Berdasarkan keterangan ini, hukum dari meminjamkan harta wakaf masih disebutkan secara implisit, sehingga kita masih harus merujuk tentang keterangan bagaimana hukum menghutangkan harta anak kecil. Keterangan ini salah satunya disebutkan Imam al-Rafi’i di dalam kitab Fath al-‘Azīz bi Syarh al-Wajīz juz. 10 hal. 293:
أنه ليس لغير القاضي اقراض مال الصبى إلا عند ضرورة نهب أو حريق وإذا أراد سفرا ويجوز للقاضى الإقراض وان لم يعرض شئ من ذلك لكثرة شغاله
Artinya: “Bahwasanya tidak boleh bagi selain qadhi untuk menghutangkan harta anak kecil kecuali ketika keadaan darurat karena ada perampok atau kebakaran dan jika ingin melakukan perjalanan.
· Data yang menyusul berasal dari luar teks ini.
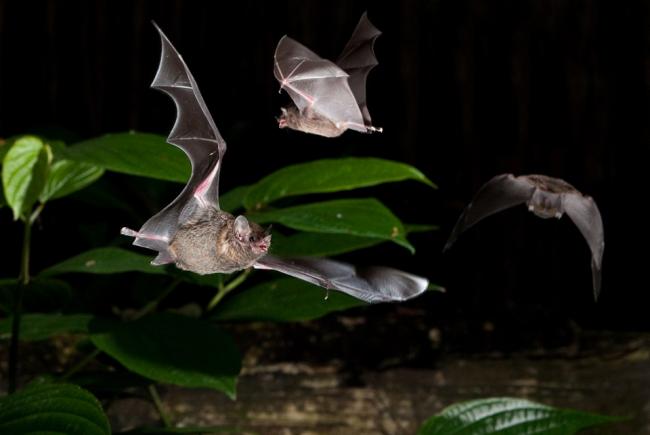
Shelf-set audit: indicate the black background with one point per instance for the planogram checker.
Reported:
(464, 90)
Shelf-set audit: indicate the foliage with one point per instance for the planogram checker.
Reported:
(505, 415)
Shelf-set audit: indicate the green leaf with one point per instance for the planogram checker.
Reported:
(41, 294)
(66, 177)
(233, 199)
(52, 409)
(144, 154)
(42, 326)
(318, 244)
(511, 416)
(173, 349)
(354, 217)
(283, 300)
(24, 173)
(105, 261)
(329, 175)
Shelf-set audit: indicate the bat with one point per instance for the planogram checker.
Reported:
(546, 197)
(328, 97)
(196, 235)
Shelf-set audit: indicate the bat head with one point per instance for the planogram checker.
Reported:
(251, 237)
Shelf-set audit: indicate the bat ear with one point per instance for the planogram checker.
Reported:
(242, 228)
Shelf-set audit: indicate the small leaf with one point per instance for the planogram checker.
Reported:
(233, 199)
(66, 177)
(144, 154)
(318, 244)
(173, 349)
(354, 217)
(283, 300)
(503, 415)
(52, 408)
(42, 326)
(24, 173)
(105, 261)
(329, 175)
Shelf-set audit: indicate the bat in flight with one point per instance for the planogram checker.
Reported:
(546, 197)
(196, 235)
(328, 97)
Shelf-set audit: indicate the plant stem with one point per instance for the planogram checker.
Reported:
(159, 406)
(23, 281)
(224, 290)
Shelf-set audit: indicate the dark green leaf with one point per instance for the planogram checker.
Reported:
(329, 175)
(41, 326)
(144, 154)
(105, 261)
(318, 244)
(66, 177)
(354, 217)
(52, 409)
(233, 199)
(283, 300)
(24, 171)
(173, 349)
(509, 416)
(41, 294)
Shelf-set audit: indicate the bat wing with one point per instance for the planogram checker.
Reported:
(501, 192)
(358, 58)
(584, 212)
(197, 135)
(316, 85)
(371, 284)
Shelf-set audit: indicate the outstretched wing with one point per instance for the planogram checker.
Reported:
(197, 135)
(316, 86)
(584, 212)
(358, 58)
(501, 192)
(371, 284)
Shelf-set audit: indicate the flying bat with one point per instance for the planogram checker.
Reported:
(196, 235)
(329, 97)
(546, 197)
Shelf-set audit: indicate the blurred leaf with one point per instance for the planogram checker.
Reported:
(41, 326)
(503, 415)
(52, 409)
(66, 177)
(41, 294)
(105, 261)
(318, 244)
(24, 171)
(173, 349)
(329, 175)
(354, 217)
(233, 199)
(284, 300)
(144, 154)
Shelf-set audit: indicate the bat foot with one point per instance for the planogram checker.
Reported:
(128, 232)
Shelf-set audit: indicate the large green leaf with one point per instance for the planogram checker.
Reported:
(233, 199)
(52, 409)
(105, 261)
(283, 300)
(41, 326)
(328, 175)
(133, 153)
(66, 177)
(509, 416)
(41, 294)
(173, 349)
(354, 217)
(318, 244)
(24, 171)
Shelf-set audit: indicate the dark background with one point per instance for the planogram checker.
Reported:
(464, 90)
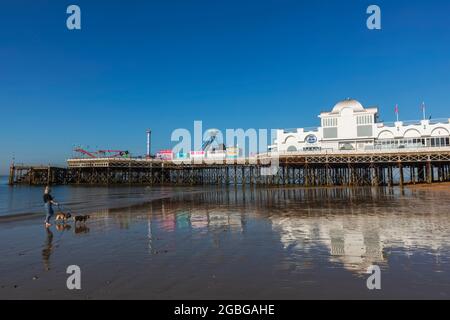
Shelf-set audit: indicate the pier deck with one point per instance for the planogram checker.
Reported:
(323, 168)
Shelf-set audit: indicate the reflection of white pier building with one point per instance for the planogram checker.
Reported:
(350, 126)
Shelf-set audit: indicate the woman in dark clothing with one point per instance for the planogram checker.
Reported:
(48, 204)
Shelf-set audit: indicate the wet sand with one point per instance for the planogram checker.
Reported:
(240, 244)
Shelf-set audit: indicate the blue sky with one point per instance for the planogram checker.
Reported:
(232, 64)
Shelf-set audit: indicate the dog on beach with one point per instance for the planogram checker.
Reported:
(81, 219)
(61, 216)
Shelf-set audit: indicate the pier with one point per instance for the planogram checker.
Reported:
(308, 169)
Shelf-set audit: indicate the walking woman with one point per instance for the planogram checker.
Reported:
(48, 204)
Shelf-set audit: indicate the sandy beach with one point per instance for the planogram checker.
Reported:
(237, 243)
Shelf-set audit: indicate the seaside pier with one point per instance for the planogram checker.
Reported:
(308, 169)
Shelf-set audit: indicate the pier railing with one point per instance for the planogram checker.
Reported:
(315, 168)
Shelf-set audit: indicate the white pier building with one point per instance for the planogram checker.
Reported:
(350, 126)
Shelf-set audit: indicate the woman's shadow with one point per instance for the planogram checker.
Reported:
(48, 248)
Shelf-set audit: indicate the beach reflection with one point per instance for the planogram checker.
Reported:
(352, 228)
(48, 248)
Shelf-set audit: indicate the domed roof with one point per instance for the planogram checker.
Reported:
(347, 103)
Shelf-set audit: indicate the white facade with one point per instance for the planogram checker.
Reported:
(350, 126)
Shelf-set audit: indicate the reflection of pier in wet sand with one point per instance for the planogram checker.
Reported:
(321, 168)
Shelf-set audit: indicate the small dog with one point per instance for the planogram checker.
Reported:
(81, 219)
(61, 216)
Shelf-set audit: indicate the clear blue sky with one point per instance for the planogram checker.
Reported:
(233, 64)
Sedangkan bagi qadhi boleh untuk menghutangkan anak kecil sekalipun sedang tidak menghadapi keadaan-keadaan darurat tersebut karena banyaknya kesibukan qadhi.”
Dengan demikian, wali hanya boleh menghutangkan harta anak kecil ketika ia melihat ada maslahat yang akan diterima atau mafsadat yang hendak ditolak ketika menghutangkan harta anak kecil tersebut.
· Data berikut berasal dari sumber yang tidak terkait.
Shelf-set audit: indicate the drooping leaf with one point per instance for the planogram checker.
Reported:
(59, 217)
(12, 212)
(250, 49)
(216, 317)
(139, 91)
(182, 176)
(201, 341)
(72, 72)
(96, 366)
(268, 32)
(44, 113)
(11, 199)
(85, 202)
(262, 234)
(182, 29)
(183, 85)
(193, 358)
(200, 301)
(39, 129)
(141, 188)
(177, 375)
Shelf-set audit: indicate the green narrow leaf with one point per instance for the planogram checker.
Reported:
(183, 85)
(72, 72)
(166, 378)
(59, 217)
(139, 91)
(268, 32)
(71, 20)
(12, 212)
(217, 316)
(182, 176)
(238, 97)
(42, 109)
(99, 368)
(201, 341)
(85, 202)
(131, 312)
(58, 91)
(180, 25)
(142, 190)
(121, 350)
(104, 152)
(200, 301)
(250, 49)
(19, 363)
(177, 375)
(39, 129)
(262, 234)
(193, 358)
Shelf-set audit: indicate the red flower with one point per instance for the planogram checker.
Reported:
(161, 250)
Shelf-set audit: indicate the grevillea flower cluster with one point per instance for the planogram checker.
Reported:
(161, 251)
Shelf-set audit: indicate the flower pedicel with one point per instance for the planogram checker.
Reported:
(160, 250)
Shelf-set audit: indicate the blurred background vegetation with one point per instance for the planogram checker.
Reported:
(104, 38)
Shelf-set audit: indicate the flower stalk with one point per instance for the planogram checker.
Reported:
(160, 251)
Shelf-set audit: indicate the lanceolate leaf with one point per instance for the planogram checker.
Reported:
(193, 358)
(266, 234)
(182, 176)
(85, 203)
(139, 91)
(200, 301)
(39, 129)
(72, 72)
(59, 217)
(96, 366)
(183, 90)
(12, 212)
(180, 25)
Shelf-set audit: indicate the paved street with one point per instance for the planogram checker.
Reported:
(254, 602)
Di dalam riwayat lain juga disebutkan sebagaimana yang termaktub di dalam kitab al-Fatāwa al-Fiqhiyyah al-Kubra juz. 3 hal. 265,
وسئل: هل للناظر إقراض غلة الوقف والاقتراض لعمارته؟ (فأجاب) بقوله لا يجوز له إقراض ذلك إلا إن غاب المستحقون وخشي تلف الغلة أو ضياعها فيقرضها لملء ثقة وله الاقتراض لعمارة الوقف بإذن الحاكم
Artinya: “Dan pernah ditanyakan: apakah boleh bagi pengelola harta wakaf untuk menghutangkan hasil wakaf dan berhutang untuk kemakmuran wakaf? Lalu dijawab: pengelola wakaf tidak boleh menghutangkan harta wakaf kecuali jika orang-orang yang berhak terhadap harta tersebut sedang tidak ada, dan ia khawatir hasil dari harta tersebut akan rusak atau hilang. Sehingga ia menghutangkan harta wakaf untuk mengisi keyakinan. Dan ia boleh berhutang untuk memakmurkan wakaf dengan adanya izin hakim.”
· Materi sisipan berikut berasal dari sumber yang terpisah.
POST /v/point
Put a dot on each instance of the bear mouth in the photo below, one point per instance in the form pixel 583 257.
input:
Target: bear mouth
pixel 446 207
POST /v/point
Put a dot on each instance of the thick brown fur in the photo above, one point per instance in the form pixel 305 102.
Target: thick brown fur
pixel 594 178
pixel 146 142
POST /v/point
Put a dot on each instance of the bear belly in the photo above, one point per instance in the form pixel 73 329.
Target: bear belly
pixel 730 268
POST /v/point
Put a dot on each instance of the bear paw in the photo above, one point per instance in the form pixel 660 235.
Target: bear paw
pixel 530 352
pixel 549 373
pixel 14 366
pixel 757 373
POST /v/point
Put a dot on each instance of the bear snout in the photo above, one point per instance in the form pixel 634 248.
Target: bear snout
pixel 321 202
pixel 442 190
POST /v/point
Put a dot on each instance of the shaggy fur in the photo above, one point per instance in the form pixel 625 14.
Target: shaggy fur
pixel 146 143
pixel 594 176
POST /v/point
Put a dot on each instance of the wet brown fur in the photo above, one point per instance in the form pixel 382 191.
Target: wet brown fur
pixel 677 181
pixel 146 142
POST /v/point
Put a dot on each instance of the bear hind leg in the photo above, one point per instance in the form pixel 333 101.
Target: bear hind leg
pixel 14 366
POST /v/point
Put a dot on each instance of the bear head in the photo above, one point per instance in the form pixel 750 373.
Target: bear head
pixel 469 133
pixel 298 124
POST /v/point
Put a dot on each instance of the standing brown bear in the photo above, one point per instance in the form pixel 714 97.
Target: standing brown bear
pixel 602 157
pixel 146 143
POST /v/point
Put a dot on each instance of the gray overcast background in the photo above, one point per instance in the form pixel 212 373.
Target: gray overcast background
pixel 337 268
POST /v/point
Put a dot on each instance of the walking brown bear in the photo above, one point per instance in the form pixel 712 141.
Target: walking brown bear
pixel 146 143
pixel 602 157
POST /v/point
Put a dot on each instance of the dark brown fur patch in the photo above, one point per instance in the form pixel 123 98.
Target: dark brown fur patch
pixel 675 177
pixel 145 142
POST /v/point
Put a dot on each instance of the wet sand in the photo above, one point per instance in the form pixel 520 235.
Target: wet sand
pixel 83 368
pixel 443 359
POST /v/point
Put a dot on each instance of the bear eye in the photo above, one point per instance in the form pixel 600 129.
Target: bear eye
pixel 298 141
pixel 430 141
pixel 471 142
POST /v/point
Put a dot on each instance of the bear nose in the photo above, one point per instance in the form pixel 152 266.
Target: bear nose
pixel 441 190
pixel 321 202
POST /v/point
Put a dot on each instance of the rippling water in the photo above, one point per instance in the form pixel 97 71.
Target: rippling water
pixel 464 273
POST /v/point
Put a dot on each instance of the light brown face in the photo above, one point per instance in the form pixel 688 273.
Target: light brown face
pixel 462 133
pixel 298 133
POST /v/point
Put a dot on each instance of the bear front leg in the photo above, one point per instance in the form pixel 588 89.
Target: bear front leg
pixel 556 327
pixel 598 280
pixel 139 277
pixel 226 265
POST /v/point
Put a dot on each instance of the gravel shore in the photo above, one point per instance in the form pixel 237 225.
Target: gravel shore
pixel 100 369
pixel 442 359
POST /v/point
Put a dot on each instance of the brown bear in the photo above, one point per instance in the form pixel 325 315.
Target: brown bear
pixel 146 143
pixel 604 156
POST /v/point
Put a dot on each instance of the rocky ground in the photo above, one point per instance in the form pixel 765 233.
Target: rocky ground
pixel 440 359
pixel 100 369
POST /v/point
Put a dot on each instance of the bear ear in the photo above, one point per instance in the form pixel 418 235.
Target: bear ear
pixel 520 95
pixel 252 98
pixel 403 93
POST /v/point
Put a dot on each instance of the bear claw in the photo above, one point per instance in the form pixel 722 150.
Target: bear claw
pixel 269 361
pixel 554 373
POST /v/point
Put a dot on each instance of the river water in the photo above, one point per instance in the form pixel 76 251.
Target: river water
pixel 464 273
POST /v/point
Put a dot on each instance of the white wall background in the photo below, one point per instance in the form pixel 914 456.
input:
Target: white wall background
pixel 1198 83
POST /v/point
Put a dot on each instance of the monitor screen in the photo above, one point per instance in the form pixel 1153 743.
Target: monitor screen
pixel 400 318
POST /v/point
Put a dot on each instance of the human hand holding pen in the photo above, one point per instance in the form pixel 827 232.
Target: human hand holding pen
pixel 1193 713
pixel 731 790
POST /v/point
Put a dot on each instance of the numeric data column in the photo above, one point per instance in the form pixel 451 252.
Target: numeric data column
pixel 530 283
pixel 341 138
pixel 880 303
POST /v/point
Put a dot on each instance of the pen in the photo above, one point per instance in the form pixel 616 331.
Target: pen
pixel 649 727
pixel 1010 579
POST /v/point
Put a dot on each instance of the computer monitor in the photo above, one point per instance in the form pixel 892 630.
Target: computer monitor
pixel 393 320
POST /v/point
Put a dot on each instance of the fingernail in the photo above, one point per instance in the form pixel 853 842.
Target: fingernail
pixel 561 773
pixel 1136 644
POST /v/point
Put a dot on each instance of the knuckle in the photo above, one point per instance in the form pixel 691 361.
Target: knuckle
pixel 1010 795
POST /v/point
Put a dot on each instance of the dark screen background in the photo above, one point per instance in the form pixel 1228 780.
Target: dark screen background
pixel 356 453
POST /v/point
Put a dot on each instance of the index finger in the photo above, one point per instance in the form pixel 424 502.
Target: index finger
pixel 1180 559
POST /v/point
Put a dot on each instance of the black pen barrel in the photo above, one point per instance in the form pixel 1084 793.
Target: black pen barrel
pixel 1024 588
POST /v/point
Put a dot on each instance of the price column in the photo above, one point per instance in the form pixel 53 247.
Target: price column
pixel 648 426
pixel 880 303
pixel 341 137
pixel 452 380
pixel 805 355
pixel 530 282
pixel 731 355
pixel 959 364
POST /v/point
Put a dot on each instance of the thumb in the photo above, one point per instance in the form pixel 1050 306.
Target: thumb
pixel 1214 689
Berdasarkan beberapa keterangan ini, dapat disimpulkan bahwa pada asalnya hukum meminjamkan harta wakaf kepada orang lain adalah tidak boleh. Namun, ketika menghutangkan harta tersebut dapat menolak mafsadat yang akan timbul pada harta tersebut atau menarik maslahat untuk harta wakaf maka menghutangkan harta wakaf menjadi diperbolehkan.